The scale of global warming has been laid bare by the effect of the summer’s heatwave on the Arctic.
Greenland's main glacier – the largest ice sheet outside of Antarctica – lost a staggering 11 billion tons of ice on one day in July, releasing enough water to fill 4.4 million Olympic-sized swimming pools.1 Around 200 billion tons of Greenland’s ice melted during July, or three times the usual monthly average for the summer.
The heatwave also caused an unprecedented level of forest fires in the Artic regions of Canada, Alaska and Russia, decimating 3.3 million hectares of land, an area bigger than Belgium. 2The Arctic is more vulnerable to global warming than anywhere else on earth, as temperature rises are absorbed by the ice rather than the ocean, causing massive melting and rising sea levels.
July itself was recorded as the hottest month in recorded history, with temperatures above 40 degrees Celsius in Europe setting heat records in many countries. Global temperatures were almost one degree Celsius above the 20th Century average, according to the National Oceanic and Atmospheric Administration (NOAA).3
The Paris Agreement, signed by 195 countries in 2015, aims to limit global warming to 2 degrees Celsius or less above pre-industrial levels by 2100 or sooner. However, the 1.5 degree lower boundary is set to be broken by 2030 unless the world can quickly become carbon neutral, according to a 2018 report by the Intergovernmental Panel on Climate Change.4
Unfortunately, global carbon emissions continue to rise, with a record 33.1 billion tons of fossil fuel- related CO2released into the atmosphere last year, according to the International Energy Agency. 5 Burning coal was found to be responsible for 0.3 degrees of the 1 degree rise average rise in world temperatures since the industrial era began in the 18th century.
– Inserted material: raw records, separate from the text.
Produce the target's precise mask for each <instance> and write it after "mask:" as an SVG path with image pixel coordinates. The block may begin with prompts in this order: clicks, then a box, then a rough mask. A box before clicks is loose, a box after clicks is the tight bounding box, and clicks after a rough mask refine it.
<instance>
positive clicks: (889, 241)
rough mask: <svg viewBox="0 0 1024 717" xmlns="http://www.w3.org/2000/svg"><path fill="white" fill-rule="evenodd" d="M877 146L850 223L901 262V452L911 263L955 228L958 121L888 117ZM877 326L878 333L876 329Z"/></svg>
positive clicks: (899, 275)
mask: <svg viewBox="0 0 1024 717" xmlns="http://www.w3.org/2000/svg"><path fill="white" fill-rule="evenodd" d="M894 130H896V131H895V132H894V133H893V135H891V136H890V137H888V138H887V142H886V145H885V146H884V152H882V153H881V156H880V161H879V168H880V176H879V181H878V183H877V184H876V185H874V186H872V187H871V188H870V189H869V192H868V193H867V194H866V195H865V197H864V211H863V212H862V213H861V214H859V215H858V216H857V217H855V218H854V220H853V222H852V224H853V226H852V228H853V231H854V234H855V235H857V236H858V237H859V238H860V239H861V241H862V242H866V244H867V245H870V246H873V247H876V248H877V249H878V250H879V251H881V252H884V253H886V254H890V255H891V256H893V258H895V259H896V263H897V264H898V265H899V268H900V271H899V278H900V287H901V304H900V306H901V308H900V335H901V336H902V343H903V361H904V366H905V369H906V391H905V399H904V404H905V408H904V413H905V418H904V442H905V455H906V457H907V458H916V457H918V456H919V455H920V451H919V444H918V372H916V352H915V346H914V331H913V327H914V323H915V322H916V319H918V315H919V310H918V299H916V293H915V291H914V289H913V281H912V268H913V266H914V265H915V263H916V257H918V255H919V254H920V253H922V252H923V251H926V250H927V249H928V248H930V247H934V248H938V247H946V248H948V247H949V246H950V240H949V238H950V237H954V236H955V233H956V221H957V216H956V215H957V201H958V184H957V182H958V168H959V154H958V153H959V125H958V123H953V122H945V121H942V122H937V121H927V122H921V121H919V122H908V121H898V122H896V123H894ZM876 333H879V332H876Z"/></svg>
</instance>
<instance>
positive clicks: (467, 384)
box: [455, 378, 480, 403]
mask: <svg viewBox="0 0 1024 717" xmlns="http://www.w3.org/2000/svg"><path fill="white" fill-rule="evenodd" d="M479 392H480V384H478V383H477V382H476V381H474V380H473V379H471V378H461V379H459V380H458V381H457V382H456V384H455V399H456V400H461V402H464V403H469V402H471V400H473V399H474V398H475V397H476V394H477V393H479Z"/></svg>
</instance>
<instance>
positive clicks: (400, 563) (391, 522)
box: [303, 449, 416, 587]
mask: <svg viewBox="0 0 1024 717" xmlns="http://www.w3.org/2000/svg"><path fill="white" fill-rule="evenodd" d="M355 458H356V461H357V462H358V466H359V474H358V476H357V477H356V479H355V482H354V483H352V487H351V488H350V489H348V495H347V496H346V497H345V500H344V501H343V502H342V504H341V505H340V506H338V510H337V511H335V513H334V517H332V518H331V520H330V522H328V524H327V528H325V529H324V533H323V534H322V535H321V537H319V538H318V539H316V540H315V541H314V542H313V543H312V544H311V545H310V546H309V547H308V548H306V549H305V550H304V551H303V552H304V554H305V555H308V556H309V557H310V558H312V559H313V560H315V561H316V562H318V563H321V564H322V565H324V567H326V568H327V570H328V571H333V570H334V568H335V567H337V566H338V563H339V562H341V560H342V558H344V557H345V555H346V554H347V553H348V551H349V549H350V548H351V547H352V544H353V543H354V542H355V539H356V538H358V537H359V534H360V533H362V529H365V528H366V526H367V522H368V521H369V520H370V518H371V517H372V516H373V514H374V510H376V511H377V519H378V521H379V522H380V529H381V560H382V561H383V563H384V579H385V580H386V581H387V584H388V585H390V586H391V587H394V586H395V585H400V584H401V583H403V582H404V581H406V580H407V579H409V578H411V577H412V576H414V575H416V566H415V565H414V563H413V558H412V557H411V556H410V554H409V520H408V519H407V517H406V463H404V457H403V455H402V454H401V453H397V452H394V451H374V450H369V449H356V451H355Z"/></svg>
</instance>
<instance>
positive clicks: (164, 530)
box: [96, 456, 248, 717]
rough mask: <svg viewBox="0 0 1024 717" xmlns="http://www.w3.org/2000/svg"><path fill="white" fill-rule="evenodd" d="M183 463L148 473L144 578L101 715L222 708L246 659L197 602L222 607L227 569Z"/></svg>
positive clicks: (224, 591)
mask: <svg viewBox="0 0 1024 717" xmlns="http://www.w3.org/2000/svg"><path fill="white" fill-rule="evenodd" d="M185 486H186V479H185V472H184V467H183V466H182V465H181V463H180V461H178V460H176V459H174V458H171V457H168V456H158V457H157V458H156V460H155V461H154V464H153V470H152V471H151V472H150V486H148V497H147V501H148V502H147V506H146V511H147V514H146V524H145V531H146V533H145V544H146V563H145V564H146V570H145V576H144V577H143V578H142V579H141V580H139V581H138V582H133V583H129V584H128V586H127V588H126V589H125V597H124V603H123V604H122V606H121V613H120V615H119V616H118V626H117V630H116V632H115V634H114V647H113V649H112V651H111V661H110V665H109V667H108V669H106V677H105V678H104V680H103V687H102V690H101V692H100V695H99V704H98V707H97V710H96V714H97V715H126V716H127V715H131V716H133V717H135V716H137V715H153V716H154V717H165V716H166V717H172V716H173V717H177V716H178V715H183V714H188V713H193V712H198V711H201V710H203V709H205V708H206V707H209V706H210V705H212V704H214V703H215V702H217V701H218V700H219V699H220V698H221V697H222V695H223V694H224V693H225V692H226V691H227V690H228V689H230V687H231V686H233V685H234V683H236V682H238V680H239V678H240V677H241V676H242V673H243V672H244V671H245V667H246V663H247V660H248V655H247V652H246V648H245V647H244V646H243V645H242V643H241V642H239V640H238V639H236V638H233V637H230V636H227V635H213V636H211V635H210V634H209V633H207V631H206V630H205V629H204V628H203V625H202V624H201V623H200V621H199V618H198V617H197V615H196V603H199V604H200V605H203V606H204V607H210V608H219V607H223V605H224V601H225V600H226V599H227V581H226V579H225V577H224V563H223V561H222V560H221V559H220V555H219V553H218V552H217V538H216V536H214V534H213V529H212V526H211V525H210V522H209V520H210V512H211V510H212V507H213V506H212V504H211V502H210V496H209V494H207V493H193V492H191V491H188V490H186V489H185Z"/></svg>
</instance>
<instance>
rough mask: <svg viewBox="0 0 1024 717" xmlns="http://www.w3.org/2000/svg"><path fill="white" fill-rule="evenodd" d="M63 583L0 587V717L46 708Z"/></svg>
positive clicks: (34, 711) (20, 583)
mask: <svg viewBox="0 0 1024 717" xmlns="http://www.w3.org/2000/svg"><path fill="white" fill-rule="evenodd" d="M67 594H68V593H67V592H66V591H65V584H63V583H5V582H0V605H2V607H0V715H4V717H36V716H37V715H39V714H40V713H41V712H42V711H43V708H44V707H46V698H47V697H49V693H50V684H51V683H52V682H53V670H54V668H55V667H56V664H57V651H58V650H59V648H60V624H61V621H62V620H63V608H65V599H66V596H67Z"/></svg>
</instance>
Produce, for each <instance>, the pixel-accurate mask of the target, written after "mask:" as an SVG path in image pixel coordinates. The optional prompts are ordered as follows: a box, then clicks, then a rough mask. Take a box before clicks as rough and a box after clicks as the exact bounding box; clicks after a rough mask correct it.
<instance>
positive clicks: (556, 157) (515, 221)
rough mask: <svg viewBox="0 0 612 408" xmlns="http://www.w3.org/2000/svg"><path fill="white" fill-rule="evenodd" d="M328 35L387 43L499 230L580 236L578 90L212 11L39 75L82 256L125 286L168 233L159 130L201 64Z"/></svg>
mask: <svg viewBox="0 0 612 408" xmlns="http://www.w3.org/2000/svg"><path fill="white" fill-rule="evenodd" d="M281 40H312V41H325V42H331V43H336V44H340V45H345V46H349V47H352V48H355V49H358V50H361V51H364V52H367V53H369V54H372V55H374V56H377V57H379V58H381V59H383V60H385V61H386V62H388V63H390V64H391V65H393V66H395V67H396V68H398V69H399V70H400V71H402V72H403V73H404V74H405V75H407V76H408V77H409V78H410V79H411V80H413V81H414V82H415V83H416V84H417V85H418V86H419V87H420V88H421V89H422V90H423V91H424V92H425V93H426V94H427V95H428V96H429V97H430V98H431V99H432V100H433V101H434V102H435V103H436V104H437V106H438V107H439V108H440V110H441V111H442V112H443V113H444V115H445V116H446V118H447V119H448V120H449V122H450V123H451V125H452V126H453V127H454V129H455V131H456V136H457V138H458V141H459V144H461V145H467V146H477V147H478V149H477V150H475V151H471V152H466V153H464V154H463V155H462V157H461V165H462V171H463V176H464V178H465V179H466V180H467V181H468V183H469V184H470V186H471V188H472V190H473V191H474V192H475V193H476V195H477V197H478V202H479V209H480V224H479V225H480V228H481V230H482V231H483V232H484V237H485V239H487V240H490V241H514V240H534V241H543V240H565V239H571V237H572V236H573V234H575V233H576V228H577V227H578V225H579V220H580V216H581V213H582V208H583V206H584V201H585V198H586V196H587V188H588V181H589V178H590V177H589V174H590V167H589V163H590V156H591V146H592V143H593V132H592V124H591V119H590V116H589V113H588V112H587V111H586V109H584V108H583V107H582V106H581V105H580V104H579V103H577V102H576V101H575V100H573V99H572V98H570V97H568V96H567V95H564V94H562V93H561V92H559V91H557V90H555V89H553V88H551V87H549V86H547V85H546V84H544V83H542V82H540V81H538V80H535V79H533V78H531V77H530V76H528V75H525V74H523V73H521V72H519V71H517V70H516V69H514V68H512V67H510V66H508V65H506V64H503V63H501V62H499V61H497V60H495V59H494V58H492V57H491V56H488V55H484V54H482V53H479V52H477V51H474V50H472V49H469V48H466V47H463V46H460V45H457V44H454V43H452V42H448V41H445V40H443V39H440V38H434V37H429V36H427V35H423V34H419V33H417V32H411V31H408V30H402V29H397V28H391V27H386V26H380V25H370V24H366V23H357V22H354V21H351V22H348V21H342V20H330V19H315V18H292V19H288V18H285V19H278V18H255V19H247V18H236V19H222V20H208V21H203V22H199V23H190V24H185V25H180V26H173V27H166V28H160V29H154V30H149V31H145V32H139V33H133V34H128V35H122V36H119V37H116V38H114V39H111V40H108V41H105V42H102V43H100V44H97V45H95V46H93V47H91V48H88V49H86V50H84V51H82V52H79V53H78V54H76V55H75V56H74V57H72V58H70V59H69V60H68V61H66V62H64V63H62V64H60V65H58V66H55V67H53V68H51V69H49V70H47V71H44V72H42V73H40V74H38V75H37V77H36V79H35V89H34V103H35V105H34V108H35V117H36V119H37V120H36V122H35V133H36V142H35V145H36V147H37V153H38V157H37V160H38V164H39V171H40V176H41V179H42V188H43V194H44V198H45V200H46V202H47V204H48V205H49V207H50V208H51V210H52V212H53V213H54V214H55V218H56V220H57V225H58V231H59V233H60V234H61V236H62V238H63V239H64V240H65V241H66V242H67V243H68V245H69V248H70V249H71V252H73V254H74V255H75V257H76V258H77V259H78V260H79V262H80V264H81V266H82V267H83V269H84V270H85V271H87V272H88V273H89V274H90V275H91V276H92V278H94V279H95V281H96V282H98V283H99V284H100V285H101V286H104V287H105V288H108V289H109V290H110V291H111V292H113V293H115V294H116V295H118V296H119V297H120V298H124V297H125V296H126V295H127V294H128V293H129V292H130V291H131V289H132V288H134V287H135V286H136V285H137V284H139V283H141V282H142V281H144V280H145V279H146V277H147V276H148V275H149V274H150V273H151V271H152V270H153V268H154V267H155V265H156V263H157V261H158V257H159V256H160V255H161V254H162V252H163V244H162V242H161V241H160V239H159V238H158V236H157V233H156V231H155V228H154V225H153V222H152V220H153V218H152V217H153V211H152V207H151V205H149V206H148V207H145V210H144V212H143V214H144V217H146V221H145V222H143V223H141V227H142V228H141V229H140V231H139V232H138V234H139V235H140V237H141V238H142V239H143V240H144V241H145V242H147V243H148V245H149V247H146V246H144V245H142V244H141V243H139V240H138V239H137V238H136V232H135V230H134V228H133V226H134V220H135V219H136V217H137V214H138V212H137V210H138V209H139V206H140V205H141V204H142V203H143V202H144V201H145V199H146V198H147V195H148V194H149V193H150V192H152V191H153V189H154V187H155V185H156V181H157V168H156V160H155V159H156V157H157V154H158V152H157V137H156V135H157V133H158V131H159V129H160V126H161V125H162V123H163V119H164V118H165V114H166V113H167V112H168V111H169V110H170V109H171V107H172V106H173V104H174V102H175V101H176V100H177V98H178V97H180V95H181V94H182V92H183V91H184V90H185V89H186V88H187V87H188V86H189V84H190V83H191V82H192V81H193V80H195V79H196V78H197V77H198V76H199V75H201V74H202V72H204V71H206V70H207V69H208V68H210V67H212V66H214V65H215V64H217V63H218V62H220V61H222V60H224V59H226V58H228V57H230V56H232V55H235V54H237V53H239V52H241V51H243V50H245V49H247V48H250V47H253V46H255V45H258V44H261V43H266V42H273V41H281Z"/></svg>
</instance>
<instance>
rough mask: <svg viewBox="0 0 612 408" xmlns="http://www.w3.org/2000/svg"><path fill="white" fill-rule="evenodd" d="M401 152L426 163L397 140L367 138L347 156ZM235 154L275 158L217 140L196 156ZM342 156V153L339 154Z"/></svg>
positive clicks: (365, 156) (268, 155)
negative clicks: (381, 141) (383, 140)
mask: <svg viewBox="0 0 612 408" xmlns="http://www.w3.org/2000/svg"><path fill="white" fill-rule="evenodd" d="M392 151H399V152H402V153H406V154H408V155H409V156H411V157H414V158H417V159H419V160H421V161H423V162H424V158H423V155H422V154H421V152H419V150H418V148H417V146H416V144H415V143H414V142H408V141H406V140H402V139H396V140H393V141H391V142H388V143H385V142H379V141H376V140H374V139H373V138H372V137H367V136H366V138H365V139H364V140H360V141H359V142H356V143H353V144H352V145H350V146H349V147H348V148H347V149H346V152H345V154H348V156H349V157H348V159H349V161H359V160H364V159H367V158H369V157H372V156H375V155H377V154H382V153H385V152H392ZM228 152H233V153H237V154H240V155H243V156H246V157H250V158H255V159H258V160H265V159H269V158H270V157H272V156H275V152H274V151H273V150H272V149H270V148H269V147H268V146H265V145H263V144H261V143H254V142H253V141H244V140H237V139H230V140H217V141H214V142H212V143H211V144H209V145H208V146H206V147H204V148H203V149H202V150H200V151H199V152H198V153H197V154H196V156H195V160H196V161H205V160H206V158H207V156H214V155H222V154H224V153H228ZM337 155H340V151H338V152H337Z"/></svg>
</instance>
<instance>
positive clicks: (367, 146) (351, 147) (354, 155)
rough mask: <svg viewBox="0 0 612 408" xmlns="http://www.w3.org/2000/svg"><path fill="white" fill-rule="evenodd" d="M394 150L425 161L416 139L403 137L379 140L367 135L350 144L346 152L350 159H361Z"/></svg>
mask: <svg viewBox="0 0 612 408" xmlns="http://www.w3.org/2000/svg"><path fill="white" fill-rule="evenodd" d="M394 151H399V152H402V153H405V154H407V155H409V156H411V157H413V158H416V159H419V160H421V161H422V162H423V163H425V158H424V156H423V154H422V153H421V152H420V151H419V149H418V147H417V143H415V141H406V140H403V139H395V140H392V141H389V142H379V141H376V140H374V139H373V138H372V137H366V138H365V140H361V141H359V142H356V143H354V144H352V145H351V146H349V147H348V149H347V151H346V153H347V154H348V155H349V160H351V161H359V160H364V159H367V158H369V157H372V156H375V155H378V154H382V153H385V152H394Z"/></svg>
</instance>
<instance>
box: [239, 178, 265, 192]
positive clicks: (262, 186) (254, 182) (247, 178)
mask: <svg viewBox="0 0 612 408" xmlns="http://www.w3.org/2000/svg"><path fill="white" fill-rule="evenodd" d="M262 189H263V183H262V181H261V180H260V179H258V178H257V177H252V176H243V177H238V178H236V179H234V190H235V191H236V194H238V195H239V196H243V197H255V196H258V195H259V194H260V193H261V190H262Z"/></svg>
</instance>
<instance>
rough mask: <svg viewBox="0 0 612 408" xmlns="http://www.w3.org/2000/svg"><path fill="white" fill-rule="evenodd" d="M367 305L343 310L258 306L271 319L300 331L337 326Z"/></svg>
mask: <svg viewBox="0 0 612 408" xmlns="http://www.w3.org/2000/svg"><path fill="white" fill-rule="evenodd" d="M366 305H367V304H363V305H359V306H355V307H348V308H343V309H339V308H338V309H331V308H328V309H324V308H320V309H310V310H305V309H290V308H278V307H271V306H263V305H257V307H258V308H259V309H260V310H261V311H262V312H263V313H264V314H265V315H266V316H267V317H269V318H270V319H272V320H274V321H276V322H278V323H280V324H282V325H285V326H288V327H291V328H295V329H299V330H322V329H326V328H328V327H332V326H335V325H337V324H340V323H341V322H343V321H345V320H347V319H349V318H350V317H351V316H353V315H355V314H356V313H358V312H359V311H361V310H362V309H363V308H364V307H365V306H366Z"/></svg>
“Climate risk is hard to gauge and, therefore, is most likely grossly underestimated in investment portfolios,” says Chris Berkouwer, Portfolio Manager with Robeco Global Stars Equities. “The least you can do is to be aware how your portfolio’s environmental footprint looks like, in particular which companies contribute most in terms of carbon emissions.”
“Most importantly, there should be a strategy in place showing how the portfolio can be steered towards a ‘below 1.5 degree’ scenario. The market is clearly shifting away from companies with profit models that are very prone to rising CO2 taxes and carbon prices, trading at discounts steeper than ever.”
“In other words, there is a clear preference emerging for companies that are either actively providing solutions to the carbon problem, or just run no (physical) climate risk at all. Our strong preference lies with companies that have (bridging) technologies in place to facilitate the transition to a low carbon world.”